# British vs. North American editions?



## Dhôn-Buri-Dhôn (Mar 2, 2002)

Are there different editions in the UK and the US?

I notice that my copies do not show any characteristically British spellings (e.g. 'colour'). That suggests that they are different from versions sold in the UK.

Is this true, and if so, are there any other differences besides the spelling changes?

I ask this because I know that the C.S. Lewis "Narnia" books did have minor differences (other than spelling) between the UK and US editions. These are detailed in the wonderful "Companion to Narnia" by Paul E. Ford.

[Fixed typo]


----------



## Lantarion (Mar 2, 2002)

Sorry I can't answer your question, as I only have two versions (which are both probably American/British) in addition to my Finnish version. But just so this post isn't completely wasted, I would like to note that in Sindarin the literal translation of _Narnia_ is 'story-abyss'. Think about that..


----------



## Dhôn-Buri-Dhôn (Mar 2, 2002)

> _Originally posted by Pontifex _
> *...in Sindarin the literal translation of Narnia is 'story-abyss'. Think about that..  *



Ha! And to think that Lewis thought Tolkien was his _friend!_


----------



## Grond (Mar 2, 2002)

I have both and there are the differences in words that you suggest, such as the colour/color. There are also significant differences in the index/appendix section as JRRT drastically revised the UK edition in 1967? but this change didn't make it to the Houghton Mifflin edition until 1987. The Ballantine paperback editions, as far as I know, have never received the revisions to the index/appendices and continue to have numerous typeset errors that are not present in either the US or UK hardback editions. You now have all that I know on this issue. I'm sure there are others who will have more to contribute. 

An easy was to discover this is to do as I did and buy editions from both countries via EBAY. I have Hobbit/LotR, Sil, and UT in both US and UK hardback editions as well as Letters and Lay of Beleriand. All were obtained via EBAY. Good luck!!


----------



## Lillyaundra (Mar 3, 2002)

There are differences in the edditions. Their are also many books you can get in England that you can not get in North America. I am sure you can find nost Tolkien books on E-bay. It is a great place to find everything!!


----------



## Bill the Pony (Mar 3, 2002)

> _Originally posted by Lillyaundra _
> *There are differences in the edditions. Their are also many books you can get in England that you can not get in North America. I am sure you can find nost Tolkien books on E-bay. It is a great place to find everything!! *


Do you mean there are Tolkien books in England that you can't get in the US? which ones are those?


----------



## Lillyaundra (Mar 3, 2002)

Yes. 
I may be wrong about this, but I have never found 

Tales from the Perilous Realm By J.R.R. Tolkien
this book includes: Farmer Giles of Ham, Leaf by Niggle, The Adventures of Tom Bombadil, Smith of Wooton Major. you can get these books seperately in the U.S. but all in one, I have only found in the U.K. 
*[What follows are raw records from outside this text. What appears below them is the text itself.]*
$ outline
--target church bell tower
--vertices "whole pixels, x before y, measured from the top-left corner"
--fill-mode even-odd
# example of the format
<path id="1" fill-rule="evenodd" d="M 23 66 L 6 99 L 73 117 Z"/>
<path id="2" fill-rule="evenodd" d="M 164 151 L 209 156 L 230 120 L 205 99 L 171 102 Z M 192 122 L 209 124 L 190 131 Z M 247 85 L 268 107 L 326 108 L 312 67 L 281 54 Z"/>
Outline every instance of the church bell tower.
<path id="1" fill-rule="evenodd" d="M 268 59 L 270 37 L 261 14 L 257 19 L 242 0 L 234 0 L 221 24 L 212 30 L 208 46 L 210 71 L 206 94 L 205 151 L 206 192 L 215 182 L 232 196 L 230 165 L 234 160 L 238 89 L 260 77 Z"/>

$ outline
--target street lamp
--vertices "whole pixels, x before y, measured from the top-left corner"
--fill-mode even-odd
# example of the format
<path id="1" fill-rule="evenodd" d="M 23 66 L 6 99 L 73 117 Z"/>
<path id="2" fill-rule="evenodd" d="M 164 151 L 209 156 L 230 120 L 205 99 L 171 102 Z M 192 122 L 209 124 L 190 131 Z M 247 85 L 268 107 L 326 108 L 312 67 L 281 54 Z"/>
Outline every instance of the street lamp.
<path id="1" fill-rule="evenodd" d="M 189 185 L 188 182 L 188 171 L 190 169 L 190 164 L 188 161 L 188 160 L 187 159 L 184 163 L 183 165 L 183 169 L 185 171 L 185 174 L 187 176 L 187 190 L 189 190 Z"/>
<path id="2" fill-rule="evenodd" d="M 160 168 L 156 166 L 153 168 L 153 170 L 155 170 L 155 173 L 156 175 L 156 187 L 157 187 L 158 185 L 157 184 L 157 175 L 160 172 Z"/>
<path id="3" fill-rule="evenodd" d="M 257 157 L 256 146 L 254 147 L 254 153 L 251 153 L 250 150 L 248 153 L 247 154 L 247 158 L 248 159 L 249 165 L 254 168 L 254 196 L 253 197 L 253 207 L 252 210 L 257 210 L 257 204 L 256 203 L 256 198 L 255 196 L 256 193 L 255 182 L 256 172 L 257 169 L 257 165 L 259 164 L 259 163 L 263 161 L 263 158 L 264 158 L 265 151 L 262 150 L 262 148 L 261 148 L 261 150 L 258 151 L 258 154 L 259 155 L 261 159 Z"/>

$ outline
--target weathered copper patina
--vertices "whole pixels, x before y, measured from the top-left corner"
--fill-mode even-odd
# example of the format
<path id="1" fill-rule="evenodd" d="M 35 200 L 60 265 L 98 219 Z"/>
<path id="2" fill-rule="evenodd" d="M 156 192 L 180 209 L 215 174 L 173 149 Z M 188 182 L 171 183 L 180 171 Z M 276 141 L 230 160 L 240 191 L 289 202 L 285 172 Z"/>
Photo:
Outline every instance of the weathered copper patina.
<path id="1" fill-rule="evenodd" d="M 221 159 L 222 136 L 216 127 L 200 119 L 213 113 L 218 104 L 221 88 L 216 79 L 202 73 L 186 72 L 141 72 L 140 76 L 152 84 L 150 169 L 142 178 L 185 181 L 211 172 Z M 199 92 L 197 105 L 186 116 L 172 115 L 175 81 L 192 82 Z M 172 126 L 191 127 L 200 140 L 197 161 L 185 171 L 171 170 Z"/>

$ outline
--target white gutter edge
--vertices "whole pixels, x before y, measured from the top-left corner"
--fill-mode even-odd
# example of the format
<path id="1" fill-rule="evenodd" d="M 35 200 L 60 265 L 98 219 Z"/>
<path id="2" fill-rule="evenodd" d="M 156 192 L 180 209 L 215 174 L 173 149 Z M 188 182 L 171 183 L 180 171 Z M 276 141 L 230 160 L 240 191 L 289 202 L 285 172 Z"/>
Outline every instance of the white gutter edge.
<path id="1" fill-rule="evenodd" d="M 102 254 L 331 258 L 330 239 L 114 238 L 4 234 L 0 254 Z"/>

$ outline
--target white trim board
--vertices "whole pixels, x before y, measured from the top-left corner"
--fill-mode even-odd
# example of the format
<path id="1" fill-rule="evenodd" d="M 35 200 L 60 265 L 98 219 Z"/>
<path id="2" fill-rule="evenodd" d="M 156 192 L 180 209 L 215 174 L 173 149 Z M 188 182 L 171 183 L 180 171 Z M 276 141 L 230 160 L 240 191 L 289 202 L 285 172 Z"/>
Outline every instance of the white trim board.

Maps of Middle-Earth and The Hobbit. They include a map and a booklet that describes the features of Middle Earth and the adventures of Bilbo.  

Hope this is of intrest. Anyone that has anything else to add, I would love to here. I have a collection of most Tolkien works. wether they are by Tolkien or about him I don't care.

Also if you find the items listed above in the U.S. bookstores, please inform me.


----------



## StriderX (Mar 3, 2002)

I know we have those books here in Canada, so Im sure the States would have them also.


----------



## Lillyaundra (Mar 3, 2002)

I am sory, I did not know!! I will have to do some more reaserch to find out more!! 

 What a horrible fate!! forced to do more reaserch on J.R.R. Tolkien!!


----------